The NHL series started off like many sports series during the SNES/Genesis era: A lot of trashy games, then they slowly figured it out until a perfect mix of seriousness and fun was achieved. The latter stages of sports games on the Genesis is the best era for sports games ever, because the genre was just young enough to have a lot of fun things wrong with it, but just starting to figure out what it was doing. NHL 96 is perhaps the best example of this.

The early days of the NHLPA licensed hockey games were decent, but altogether a glitchy mess that could be broken much too easily and there wasn't quite enough to do. The best thing one could play was a playoff mode, but what we wanted was a full playable season. We wanted to pick our favorite team, follow some stats and play out the whole year ourselves. A limited playoff mode with strict seedings with who you could play against wasn't quite good enough. The playable season came along in NHL 95, but it was impossible to select one team. You had to follow the season day by day and check off the games you wanted to play. Too tedious.

But then NHL 96 came along and fixed all that, and under the obvious improvements is one of the most fun sports games ever. Yes a lot was wrong with it, but who cares? Some games are just damn fun to play, no matter what. The most important thing here is NHL 96 lets you choose one team and play through their season without going into some silly calendar. Each team has their own logo, and there's even a distinctive home ice advantage. The crowd goes nuts whenever you do anything, the road team gets tired a little faster after a jarring hit and the organ music is often unique from team to team.

A big issue here is how easy the game can be. You can turn off penalties, offsides calls, injuries, fighting and even line shifts in-season. Furthermore, you can essentially make whatever trade you want via a "force trade" feature and turn any team in the league into an all-star squad with no fear of salary caps. You can even change the difficulty around, which is altogether ridiculous. The best way to play a "correct" hockey game in this is probably 10 minute periods, line shifts and goalies on auto, all star difficulty, as well as offsides, penalties, fighting and injuries all turned on. This review was written under those pretenses, although the various other options are still fun to play around with.
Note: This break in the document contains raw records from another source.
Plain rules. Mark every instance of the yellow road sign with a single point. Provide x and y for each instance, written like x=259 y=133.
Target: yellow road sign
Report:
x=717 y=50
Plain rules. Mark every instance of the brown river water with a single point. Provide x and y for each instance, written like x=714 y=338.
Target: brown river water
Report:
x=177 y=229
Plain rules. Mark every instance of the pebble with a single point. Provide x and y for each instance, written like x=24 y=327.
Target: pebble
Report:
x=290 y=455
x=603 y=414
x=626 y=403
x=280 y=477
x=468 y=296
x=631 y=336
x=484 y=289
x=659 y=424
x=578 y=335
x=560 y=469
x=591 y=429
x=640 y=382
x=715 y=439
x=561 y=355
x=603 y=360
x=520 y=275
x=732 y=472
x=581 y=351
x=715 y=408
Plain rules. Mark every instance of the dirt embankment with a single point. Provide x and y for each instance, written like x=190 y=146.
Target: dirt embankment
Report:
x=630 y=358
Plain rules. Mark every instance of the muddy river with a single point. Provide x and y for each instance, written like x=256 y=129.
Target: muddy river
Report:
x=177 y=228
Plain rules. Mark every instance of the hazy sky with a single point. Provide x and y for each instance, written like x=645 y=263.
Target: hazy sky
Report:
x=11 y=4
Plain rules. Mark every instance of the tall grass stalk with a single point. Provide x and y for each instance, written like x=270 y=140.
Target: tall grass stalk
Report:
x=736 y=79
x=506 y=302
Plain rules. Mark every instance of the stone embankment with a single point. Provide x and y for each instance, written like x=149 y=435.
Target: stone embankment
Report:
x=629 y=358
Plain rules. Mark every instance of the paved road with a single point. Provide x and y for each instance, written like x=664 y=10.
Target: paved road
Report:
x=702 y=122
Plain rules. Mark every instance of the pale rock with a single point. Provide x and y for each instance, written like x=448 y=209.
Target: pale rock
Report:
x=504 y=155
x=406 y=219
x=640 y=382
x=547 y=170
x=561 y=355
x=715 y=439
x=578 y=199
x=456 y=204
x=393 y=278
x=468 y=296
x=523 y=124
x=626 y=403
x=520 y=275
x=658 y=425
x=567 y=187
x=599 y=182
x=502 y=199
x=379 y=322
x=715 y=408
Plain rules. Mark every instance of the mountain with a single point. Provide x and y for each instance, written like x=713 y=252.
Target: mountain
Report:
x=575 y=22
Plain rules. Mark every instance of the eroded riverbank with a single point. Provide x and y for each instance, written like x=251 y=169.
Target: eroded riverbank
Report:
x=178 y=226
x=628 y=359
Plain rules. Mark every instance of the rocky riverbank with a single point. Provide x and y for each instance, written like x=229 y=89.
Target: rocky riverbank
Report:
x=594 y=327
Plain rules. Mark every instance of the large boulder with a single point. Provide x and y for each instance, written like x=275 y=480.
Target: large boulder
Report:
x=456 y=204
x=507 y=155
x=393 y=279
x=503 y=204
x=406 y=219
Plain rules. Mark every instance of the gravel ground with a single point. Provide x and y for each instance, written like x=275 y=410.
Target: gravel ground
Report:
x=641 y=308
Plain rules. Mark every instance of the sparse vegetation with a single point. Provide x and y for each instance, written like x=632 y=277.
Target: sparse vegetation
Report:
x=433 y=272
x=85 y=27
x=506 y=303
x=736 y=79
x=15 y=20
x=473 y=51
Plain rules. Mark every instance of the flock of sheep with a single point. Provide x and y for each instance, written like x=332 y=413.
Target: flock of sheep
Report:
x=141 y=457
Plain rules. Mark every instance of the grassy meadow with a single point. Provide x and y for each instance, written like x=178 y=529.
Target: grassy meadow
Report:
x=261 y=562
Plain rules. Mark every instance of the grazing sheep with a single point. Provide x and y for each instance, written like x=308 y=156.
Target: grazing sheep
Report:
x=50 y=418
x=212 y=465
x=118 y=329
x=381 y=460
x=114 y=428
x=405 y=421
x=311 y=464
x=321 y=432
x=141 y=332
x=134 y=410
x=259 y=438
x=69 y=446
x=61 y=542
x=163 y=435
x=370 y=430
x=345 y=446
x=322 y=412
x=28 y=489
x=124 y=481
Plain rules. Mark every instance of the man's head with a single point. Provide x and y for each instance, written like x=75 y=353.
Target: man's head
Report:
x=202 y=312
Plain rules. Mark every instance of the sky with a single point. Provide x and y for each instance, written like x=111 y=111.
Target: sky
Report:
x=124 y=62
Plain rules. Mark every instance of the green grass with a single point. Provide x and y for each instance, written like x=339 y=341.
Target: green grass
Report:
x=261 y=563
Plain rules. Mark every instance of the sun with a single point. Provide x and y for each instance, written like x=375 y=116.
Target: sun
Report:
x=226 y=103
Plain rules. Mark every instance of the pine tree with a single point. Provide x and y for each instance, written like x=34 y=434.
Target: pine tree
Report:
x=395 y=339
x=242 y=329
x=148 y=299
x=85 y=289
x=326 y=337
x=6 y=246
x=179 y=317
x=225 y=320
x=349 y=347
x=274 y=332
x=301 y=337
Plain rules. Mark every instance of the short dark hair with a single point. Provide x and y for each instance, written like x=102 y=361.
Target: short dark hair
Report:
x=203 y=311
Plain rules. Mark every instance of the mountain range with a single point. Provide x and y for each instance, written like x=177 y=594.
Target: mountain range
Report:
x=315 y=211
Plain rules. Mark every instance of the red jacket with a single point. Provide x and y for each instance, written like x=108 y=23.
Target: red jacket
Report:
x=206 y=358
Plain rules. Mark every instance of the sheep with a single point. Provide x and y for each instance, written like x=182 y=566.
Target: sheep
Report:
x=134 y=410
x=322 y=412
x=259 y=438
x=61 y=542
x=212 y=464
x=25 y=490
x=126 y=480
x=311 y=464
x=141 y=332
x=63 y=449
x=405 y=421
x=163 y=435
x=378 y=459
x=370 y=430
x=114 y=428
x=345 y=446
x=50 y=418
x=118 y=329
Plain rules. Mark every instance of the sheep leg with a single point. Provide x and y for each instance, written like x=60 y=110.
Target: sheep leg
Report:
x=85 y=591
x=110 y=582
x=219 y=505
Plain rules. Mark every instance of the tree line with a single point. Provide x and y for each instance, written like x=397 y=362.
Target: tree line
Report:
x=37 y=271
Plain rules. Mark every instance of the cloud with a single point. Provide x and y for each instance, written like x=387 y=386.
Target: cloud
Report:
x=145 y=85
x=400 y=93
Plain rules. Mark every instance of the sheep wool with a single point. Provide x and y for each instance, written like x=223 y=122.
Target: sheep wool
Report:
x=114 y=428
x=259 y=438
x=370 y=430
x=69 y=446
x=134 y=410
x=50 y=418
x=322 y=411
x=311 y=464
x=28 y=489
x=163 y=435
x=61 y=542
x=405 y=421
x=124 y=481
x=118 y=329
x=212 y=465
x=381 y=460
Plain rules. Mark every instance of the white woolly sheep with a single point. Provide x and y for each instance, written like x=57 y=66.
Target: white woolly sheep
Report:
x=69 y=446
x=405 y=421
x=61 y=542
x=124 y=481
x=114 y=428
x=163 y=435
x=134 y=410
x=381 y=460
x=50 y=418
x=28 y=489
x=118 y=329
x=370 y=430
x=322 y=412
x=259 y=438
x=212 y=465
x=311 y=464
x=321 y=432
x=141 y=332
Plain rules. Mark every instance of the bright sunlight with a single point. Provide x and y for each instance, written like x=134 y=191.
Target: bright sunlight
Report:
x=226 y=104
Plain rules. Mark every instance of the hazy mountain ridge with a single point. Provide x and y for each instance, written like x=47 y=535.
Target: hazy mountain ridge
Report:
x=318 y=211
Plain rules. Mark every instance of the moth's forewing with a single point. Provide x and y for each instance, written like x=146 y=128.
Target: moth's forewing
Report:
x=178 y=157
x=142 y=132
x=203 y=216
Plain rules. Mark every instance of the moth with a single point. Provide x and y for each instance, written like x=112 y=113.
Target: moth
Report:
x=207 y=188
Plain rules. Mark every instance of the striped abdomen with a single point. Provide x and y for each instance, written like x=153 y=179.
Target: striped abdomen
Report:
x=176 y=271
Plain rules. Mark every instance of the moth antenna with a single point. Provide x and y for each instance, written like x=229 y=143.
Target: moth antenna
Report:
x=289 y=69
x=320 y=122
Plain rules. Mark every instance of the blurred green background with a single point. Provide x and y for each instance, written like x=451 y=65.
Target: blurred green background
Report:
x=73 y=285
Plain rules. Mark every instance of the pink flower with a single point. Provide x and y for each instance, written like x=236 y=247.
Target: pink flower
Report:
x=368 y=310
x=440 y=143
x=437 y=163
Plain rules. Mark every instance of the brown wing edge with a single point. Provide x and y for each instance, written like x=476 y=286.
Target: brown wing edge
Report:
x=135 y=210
The biggest flaw with this game is the goalies. No matter the difficulty, any team you use will lead the NHL in Goals Allowed Average and be way too good at defending the other team. If you go with manual difficulty, you'll get blown out every game because a good deal of the computer's shots are next to impossible to stop. There's no real in between on this, so for the sake of realism you're forced to use the former option. This goes both ways, too. The computer goalie is often insane to score on, and the problem is compounded given the bottom net is far easier to get goals in than the top one. You have to attack the top net two out of three periods as the home team; when you have an advantage playing on the road, there's a fundamental problem with the game you're playing and there's almost no way to fix it.

But beyond that, the game is just fun as all hell, especially on all star difficulty. Fast-paced action, insane hits where you can send a guy crashing into the boards, and every once in a long while you can shatter the glass behind the net with a high shot. This rare feature has been around for awhile, but it never ever ever gets old. If you want to pick a team but not play all their games, you can simulate some or all the games during the year. Stats get tracked in very rudimentary form, and the game follows the actual NHL alignment from 1996 and seeds the playoffs accordingly. You even see a noticeable difference in skill among star players and random assorted slugs.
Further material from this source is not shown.